Issue 59 |

rev. of The Star Cafe by Mary Caponegro

by

Mary Caponegro opens
The Star Café with the image of a "circular garland" that can only be appreciated if you "develop the telescope within yourself, your own inner eye, to see the beauty of the chain it makes, its variegated texture of feather, skin, fur; slimy or smooth." From the start, hers is no ordinary fictional world. The reader of these strikingly original stories is compelled to develop an adventuresome and wide-open inner eye to experience
The Star Café's richly variegated textures.

In "Materia Prima," Caponegro employs an intimate, free-flowing narrative voice to capture a young girl's first struggles with language ("inside in what is named apartment even though it is where we are together I have a little room which is nice when I feel like being just with me") and sexuality ("for the first time I see an older girl her different body things that have happened to it. Later in the cafeteria I eat bread and butter and it reminds me of her body when I spread the smooth yellow on the soft white I don't know why").

The title story features a young woman, Carol, whose impulsive encounter with a stranger traps her in a bizarre sexual funhouse. As she and the stranger make love, mirrored walls reflect only Carol's own body, forcing her to "witness the bleak absurdity of her body making love to the atmosphere." In addition to presenting what Caponegro deems "an extreme case of some kind of sexual etiquette," these mirrors force Carol -- and the reader -- to see sexuality itself in a new light. "The postures could be made to look ridiculous enough even with both parties attending, but then at least they were salvaged by familiarity."

To enter "The Star Café," the reader discovers, is to abandon the familiar. As the story progresses, the indefatigable "stranger" pushes Carol past her old sexual limits and makes her question even basic assumptions about his own. "Maybe he'd climaxed. But she suspected he had a completely different kind of sexuality, not based on that system." By the end of this eventually brutal encounter, Carol wonders if she can ever "go home again" or if she will find her home "all turned inside out and impossible to put back in order." Both shaken and awakened, in the end she is newly determined to keep on "exploring."
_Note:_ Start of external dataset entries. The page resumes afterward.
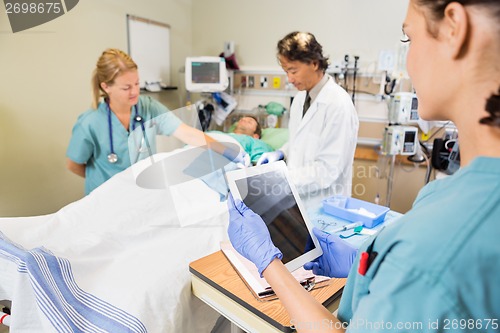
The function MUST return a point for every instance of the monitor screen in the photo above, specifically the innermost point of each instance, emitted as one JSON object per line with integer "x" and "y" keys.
{"x": 206, "y": 74}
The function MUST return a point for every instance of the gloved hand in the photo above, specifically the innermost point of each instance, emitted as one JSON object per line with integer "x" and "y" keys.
{"x": 240, "y": 158}
{"x": 249, "y": 235}
{"x": 337, "y": 259}
{"x": 270, "y": 157}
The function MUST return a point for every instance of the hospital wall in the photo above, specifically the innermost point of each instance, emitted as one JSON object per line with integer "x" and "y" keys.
{"x": 45, "y": 77}
{"x": 45, "y": 71}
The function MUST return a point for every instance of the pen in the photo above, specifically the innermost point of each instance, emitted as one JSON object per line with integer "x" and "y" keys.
{"x": 347, "y": 227}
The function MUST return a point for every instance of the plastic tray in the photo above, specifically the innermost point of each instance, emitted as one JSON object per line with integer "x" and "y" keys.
{"x": 339, "y": 206}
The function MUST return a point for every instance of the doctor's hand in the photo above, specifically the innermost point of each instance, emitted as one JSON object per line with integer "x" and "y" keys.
{"x": 337, "y": 259}
{"x": 249, "y": 235}
{"x": 270, "y": 157}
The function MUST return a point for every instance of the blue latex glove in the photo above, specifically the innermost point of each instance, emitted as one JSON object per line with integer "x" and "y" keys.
{"x": 270, "y": 157}
{"x": 249, "y": 235}
{"x": 241, "y": 158}
{"x": 337, "y": 259}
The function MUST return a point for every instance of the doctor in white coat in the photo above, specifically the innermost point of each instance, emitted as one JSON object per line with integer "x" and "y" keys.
{"x": 323, "y": 123}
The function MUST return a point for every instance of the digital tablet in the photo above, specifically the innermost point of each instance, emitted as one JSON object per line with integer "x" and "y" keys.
{"x": 267, "y": 190}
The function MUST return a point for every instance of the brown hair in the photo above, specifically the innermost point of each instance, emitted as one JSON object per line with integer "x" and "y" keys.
{"x": 437, "y": 9}
{"x": 111, "y": 63}
{"x": 303, "y": 47}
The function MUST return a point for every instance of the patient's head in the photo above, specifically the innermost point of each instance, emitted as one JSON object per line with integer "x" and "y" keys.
{"x": 248, "y": 125}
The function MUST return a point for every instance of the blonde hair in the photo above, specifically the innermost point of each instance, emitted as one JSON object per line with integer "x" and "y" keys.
{"x": 111, "y": 63}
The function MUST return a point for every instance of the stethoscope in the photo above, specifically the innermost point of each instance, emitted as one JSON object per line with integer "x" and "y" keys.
{"x": 112, "y": 156}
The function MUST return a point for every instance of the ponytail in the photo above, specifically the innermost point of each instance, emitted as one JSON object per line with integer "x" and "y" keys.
{"x": 493, "y": 107}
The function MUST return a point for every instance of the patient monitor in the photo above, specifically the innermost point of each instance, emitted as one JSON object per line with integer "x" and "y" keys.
{"x": 206, "y": 74}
"Sebastian," the collection's novella -- length finale, fuses together several themes Caponegro has developed in the previous three stories. Sebastian, a transplanted Englishman and frustrated writer, is torn between his love of order and his passion for his flamboyant fiancée.
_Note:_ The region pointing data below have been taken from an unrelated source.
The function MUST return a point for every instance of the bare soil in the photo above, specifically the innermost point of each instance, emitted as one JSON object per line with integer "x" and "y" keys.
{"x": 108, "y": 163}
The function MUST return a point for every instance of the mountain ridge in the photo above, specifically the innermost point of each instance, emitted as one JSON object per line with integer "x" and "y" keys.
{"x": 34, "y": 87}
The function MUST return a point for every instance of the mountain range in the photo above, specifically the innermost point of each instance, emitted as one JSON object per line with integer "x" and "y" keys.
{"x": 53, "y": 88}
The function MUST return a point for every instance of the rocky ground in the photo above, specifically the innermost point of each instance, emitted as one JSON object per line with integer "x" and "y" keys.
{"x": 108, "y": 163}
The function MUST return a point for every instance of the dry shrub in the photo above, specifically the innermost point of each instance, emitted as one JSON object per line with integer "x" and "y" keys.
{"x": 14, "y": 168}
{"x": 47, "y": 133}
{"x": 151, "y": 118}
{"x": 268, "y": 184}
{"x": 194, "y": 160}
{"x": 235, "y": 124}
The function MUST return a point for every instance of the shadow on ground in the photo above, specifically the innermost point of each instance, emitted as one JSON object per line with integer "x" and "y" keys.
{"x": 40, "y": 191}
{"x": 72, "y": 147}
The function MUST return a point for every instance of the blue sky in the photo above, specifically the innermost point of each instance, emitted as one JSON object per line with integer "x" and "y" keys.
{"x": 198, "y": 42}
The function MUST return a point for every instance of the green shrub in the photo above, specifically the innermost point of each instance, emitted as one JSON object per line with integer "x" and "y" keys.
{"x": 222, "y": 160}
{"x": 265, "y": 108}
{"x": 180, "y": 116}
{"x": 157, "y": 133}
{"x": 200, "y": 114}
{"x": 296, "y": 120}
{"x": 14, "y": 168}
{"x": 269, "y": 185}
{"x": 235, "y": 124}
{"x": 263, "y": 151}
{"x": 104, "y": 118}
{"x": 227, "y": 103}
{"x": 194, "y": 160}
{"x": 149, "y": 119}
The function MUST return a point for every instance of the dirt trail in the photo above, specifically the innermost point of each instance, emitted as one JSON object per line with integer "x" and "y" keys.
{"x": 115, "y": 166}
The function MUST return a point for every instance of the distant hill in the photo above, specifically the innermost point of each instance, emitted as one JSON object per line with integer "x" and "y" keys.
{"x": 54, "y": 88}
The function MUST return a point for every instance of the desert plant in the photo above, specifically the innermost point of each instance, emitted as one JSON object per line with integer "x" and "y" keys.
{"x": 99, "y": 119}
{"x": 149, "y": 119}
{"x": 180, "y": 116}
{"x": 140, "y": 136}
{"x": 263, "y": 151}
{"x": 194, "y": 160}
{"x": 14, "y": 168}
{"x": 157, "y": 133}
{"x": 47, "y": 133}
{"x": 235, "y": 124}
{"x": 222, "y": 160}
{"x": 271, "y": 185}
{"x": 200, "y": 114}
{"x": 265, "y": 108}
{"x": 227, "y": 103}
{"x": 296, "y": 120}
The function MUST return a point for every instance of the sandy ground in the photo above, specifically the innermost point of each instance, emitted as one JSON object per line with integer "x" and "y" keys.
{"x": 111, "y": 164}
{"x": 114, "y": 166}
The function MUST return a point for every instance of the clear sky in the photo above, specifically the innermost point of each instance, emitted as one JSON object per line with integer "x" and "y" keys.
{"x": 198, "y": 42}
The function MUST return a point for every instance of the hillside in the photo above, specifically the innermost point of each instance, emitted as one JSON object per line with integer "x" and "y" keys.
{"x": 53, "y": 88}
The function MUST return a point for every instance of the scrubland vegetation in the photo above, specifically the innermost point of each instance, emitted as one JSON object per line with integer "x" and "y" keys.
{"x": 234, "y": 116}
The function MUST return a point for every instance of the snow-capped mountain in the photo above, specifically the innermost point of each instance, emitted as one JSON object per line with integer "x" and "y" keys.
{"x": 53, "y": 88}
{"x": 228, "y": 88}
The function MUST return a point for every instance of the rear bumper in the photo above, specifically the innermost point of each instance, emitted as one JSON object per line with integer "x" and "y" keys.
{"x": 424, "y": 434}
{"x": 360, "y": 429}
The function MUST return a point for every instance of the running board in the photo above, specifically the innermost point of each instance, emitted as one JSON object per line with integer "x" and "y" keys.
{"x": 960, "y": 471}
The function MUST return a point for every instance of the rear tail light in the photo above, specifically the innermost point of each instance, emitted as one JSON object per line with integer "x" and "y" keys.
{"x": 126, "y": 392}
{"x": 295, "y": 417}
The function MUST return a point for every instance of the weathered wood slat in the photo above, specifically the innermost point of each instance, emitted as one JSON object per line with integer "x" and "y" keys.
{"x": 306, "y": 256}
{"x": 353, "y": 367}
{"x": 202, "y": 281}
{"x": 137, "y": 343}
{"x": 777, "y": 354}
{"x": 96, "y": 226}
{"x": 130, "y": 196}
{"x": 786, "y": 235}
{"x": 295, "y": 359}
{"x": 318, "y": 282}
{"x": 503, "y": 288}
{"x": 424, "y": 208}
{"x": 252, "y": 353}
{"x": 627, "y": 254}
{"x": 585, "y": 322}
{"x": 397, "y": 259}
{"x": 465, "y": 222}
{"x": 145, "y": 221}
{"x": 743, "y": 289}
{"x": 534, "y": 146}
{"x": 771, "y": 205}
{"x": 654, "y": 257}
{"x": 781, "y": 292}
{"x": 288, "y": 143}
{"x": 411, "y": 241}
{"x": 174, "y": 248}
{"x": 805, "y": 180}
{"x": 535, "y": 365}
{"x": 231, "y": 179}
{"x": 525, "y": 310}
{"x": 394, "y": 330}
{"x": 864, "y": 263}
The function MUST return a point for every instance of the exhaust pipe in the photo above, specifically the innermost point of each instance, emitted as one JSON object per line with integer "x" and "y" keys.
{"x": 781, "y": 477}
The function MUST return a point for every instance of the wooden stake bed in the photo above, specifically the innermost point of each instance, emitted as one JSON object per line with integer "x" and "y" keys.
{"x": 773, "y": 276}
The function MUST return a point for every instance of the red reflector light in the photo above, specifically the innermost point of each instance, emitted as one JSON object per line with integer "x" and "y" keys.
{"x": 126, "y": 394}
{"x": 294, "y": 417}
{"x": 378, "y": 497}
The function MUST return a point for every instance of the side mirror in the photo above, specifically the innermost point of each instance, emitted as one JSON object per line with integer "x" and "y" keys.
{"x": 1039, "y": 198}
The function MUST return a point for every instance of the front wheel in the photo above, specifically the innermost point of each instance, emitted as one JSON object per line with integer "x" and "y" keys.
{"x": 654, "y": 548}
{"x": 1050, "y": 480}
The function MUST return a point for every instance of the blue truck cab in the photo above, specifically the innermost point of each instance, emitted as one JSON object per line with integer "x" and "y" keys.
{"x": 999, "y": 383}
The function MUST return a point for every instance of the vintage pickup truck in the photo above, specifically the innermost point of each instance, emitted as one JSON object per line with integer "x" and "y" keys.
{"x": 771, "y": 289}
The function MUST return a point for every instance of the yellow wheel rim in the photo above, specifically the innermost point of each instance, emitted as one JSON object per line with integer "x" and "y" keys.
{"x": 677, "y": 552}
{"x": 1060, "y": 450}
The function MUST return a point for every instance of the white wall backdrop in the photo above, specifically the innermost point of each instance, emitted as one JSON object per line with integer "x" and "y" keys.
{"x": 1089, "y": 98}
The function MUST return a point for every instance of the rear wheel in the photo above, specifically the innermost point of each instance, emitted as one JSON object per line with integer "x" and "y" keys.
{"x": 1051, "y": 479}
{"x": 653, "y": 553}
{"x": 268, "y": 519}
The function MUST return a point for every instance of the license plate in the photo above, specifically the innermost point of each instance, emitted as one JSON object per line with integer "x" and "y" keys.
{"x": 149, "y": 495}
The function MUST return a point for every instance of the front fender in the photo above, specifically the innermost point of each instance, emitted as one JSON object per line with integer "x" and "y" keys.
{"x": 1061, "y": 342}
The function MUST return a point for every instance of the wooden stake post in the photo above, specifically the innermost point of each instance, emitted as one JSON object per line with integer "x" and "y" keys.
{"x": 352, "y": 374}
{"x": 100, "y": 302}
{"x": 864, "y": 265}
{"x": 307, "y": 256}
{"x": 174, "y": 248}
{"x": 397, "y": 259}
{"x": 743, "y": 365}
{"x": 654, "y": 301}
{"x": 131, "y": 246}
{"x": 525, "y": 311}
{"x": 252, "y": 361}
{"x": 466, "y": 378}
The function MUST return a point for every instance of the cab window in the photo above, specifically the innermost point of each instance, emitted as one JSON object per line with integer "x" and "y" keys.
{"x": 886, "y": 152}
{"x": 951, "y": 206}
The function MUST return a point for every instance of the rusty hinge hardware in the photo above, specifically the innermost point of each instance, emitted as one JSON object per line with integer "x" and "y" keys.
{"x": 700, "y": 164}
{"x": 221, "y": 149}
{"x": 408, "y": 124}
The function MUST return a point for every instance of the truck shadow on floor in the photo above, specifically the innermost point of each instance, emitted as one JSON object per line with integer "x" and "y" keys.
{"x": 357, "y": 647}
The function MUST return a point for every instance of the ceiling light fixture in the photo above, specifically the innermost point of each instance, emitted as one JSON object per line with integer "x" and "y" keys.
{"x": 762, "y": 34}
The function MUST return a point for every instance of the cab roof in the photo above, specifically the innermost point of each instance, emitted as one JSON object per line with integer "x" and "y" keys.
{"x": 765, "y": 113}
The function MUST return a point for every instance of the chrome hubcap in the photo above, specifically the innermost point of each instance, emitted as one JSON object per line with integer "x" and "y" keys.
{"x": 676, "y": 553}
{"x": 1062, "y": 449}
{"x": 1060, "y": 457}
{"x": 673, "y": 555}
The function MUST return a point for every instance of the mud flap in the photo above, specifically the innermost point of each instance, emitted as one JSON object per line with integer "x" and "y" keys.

In her playful pet names ("Sebastard," "Sea Bass," "S o' B") and in the erotic games she ceaselessly invents ("making word-play as foreplay, stringing the words together into sentences that would be uttered while kissing"), Sarah toys with destroying "the closest thing" Sebastian has to a religion: his reverence for language.

Wandering through a cityscape rife with ugly American distortions of language ("THANX and PIX and NU"), Sebastian longs for the perfect wordless communion of flesh he shares with Sarah, the wonder of "their two earthbound bodies which when together are released from gravity, weightless, as if in water or space."
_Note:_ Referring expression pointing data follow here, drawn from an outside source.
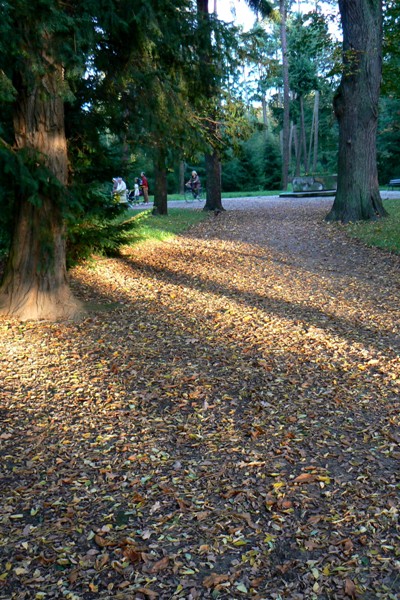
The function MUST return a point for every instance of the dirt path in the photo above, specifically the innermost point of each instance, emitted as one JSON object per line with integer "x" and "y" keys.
{"x": 223, "y": 424}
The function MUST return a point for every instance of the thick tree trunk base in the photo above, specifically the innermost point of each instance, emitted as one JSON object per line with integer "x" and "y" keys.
{"x": 363, "y": 209}
{"x": 35, "y": 305}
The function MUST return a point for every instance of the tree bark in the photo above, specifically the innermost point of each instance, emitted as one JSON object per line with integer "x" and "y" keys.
{"x": 212, "y": 159}
{"x": 356, "y": 108}
{"x": 35, "y": 282}
{"x": 160, "y": 188}
{"x": 213, "y": 187}
{"x": 316, "y": 131}
{"x": 286, "y": 99}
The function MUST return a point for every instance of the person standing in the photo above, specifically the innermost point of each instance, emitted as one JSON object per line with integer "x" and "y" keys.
{"x": 194, "y": 184}
{"x": 145, "y": 187}
{"x": 119, "y": 189}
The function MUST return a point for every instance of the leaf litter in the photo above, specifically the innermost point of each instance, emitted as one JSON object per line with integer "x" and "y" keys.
{"x": 226, "y": 428}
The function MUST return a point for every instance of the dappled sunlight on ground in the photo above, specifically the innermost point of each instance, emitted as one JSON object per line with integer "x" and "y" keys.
{"x": 224, "y": 420}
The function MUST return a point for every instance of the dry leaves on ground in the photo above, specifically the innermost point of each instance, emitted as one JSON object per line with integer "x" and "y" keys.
{"x": 223, "y": 424}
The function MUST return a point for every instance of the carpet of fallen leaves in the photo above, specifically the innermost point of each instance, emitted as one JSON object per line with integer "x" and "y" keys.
{"x": 222, "y": 424}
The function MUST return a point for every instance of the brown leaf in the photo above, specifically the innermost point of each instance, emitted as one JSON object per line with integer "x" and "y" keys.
{"x": 350, "y": 588}
{"x": 147, "y": 592}
{"x": 160, "y": 565}
{"x": 305, "y": 478}
{"x": 214, "y": 579}
{"x": 132, "y": 554}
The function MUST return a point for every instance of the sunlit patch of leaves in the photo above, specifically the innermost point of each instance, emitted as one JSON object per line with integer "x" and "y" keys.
{"x": 229, "y": 429}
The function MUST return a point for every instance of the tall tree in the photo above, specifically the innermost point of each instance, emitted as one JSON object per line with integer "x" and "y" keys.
{"x": 286, "y": 97}
{"x": 356, "y": 109}
{"x": 47, "y": 43}
{"x": 35, "y": 281}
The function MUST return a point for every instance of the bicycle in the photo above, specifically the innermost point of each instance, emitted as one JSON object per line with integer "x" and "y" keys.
{"x": 191, "y": 195}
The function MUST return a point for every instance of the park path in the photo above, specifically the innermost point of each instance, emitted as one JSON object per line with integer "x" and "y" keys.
{"x": 224, "y": 420}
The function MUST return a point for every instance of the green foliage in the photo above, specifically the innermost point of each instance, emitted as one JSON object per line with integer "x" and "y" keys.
{"x": 256, "y": 166}
{"x": 384, "y": 233}
{"x": 100, "y": 236}
{"x": 159, "y": 228}
{"x": 388, "y": 139}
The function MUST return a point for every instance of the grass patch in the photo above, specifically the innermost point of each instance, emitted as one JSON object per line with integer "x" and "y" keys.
{"x": 180, "y": 197}
{"x": 151, "y": 228}
{"x": 384, "y": 233}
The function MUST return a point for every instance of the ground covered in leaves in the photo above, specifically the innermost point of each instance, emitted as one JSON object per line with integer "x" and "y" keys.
{"x": 222, "y": 424}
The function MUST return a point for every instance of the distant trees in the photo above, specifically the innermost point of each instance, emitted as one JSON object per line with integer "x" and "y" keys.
{"x": 356, "y": 108}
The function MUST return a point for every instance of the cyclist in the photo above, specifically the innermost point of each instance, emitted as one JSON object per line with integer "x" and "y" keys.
{"x": 119, "y": 189}
{"x": 194, "y": 184}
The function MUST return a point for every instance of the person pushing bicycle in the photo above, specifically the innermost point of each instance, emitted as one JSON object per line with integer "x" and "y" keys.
{"x": 194, "y": 184}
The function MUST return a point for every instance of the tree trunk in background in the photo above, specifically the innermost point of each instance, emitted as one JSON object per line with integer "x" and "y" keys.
{"x": 303, "y": 135}
{"x": 286, "y": 116}
{"x": 212, "y": 159}
{"x": 316, "y": 131}
{"x": 265, "y": 121}
{"x": 213, "y": 169}
{"x": 356, "y": 108}
{"x": 160, "y": 187}
{"x": 182, "y": 177}
{"x": 35, "y": 282}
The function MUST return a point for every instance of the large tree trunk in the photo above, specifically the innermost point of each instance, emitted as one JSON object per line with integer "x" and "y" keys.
{"x": 160, "y": 187}
{"x": 35, "y": 282}
{"x": 356, "y": 108}
{"x": 286, "y": 99}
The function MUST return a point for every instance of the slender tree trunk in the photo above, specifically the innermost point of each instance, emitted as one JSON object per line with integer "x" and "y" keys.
{"x": 303, "y": 135}
{"x": 35, "y": 282}
{"x": 212, "y": 159}
{"x": 265, "y": 121}
{"x": 182, "y": 177}
{"x": 160, "y": 188}
{"x": 213, "y": 169}
{"x": 316, "y": 131}
{"x": 356, "y": 108}
{"x": 286, "y": 116}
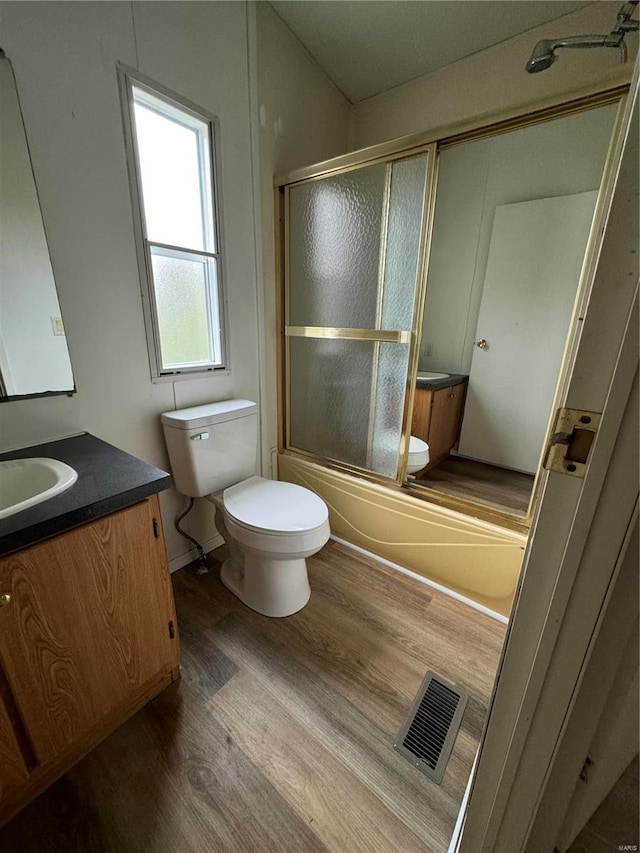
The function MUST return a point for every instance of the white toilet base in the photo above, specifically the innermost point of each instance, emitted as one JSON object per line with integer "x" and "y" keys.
{"x": 270, "y": 587}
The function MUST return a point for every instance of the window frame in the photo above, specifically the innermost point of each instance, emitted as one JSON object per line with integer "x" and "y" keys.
{"x": 216, "y": 293}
For Sebastian and for the reader, commonplace city scenes become maddeningly eroticized. At a post office, Sebastian watches customers "put their tongues delicately to the gummed reverse side of shells, faces, flags." Finally, searching for the elusive Sarah at her artist's studio, Sebastian finds himself incorporated into the chaotic and disorienting "artworks" through which Sarah defies his firmly held belief that art should provide "a kind of order, rather than the opposite."

After failing to lure Sarah home with him to their bed, Sebastian wonders if it is his fate "to have ecstasy bound always with its opposite." Sure now that their intense relationship will soon burn itself out, he feels hopelessly trapped. "Since the world can't possibly be adequate after a visit to heaven, and since the erotic paradise he and Sarah frequently inhabit is the epitome of exaltation, is it not logical that any post-coital landings could not help but feel a fall?"

Appropriately, Caponegro ends this story and her collection with Sebastian literally suspended between Sarah on top of her studio and the hard "floor below." Caponegro's powerful final description of Sebastian's predicament epitomizes the "stuckness" experienced by characters throughout
The Star Café, trapped between spiritual longings and the more earthly needs of the "flesh and blood we all, at least partly, are." In Caponegro's hands, this classic theme -- like many of her shape-shifting characters -- undergoes some startling transformations. As is subtly promised by the title of her opening story, "Tales From the Next Village," Mary Caponegro's groundbreaking collection comes to us fresh from fiction's next new frontier.